Uranium research boosts future rehab
A university student has developed a new and improved method for measuring the environmental impact of uranium mining.
Charles Darwin University environmental chemistry student Alison Sinclair says her method allows for the detection of certain types of atomic particles in the soils and sediments downstream from a uranium site.
“The method will have numerous applications within the future of uranium mining and exploration throughout Australia,” Ms Sinclair said.
“It will help us calculate the degree of erosion that may be taking place, and provide valuable information about the potential for contamination of soil and water.”
Sinclair said legislation required that a uranium mine’s waste by-products, which typically include highly radioactive liquid tailings, must be isolated and contained as part of a mine’s operational management and rehabilitation processes.
“In the case of the Ranger mine, where containment must last 10,000 years, the tailings will be buried,” she said.
“My method will examine sediment samples to see if radioactive contaminants are making their way downstream into rivers and creeks.”
Sinclair says the method can determine the presence of three factors: trace metals, radionuclides, and stable lead isotopes (the isotopes lead-206, lead-207 and lead-208 are the decay chain products of uranium-238, uranium-235 and thorium-232 respectively).

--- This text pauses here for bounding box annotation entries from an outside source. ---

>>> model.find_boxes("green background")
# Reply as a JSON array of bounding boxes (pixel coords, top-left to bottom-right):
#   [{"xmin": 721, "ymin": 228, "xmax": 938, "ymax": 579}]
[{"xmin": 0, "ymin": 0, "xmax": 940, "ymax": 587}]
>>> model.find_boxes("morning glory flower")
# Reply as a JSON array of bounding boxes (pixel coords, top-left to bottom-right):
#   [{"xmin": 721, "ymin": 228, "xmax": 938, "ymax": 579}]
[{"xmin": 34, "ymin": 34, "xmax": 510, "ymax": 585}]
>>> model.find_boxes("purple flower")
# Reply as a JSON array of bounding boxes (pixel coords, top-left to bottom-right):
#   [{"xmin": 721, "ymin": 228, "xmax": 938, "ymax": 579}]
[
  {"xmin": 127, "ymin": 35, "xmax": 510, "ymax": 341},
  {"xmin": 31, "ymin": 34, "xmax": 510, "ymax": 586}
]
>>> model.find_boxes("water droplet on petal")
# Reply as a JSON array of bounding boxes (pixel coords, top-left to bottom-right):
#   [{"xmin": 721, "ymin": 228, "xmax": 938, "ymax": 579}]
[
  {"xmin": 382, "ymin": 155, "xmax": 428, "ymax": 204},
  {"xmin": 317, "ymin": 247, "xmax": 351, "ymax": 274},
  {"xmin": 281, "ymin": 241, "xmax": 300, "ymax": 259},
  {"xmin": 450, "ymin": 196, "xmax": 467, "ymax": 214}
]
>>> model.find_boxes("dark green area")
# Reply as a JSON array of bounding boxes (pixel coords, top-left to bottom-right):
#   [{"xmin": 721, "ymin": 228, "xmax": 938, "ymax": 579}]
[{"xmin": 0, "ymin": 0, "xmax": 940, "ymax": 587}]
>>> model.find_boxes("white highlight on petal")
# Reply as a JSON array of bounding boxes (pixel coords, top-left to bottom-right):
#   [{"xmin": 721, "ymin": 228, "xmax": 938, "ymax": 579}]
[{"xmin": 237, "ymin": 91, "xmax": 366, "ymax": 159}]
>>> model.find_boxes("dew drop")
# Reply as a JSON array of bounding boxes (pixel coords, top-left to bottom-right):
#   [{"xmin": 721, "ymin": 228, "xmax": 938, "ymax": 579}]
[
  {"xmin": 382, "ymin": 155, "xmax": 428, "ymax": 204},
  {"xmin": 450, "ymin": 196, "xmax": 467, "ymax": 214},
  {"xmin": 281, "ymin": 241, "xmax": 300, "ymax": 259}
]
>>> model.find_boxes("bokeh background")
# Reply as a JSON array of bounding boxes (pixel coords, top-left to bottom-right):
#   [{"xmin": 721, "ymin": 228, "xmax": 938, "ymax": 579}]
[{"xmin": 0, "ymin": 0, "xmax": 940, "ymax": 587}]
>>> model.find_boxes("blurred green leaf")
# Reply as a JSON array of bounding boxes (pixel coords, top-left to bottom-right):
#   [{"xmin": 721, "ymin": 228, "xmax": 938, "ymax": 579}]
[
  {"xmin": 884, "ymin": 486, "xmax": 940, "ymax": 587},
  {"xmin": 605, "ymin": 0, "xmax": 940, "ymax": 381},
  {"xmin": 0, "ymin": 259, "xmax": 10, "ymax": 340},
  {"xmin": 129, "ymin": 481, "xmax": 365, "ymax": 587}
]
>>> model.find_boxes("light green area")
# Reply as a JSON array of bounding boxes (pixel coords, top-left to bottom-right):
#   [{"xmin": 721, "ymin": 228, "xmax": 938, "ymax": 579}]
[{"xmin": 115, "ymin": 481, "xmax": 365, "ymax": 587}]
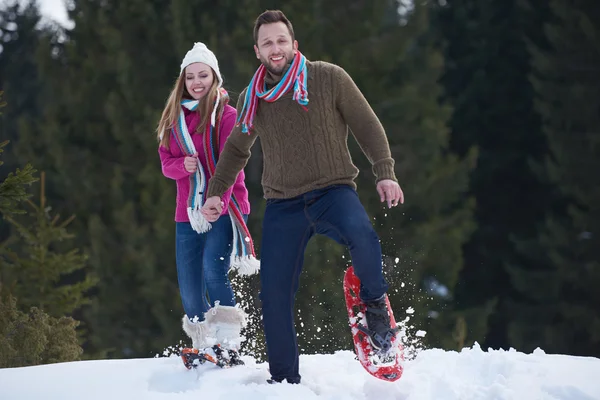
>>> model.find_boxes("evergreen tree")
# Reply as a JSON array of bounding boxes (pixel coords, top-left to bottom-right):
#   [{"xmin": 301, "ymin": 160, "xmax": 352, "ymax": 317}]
[
  {"xmin": 0, "ymin": 294, "xmax": 82, "ymax": 368},
  {"xmin": 0, "ymin": 175, "xmax": 96, "ymax": 317},
  {"xmin": 508, "ymin": 0, "xmax": 600, "ymax": 356},
  {"xmin": 0, "ymin": 93, "xmax": 82, "ymax": 368},
  {"xmin": 435, "ymin": 0, "xmax": 553, "ymax": 348}
]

“It is the inclusion of stable lead isotopes that differentiates this method from other, less sensitive, methods.”
Sinclair tested her thesis with samples she gathered from a former uranium mine (Nabarlek), an operating mine (Ranger) and from a site rich in uranium, but which has not been mined (Koongarra).
She will present her thesis entitled ‘Stable Lead Isotopes, Trace Metals and Radionuclides in Sediments of the Alligator Rivers Region to Assess Impacts of Uranium Mining’ in mid-October.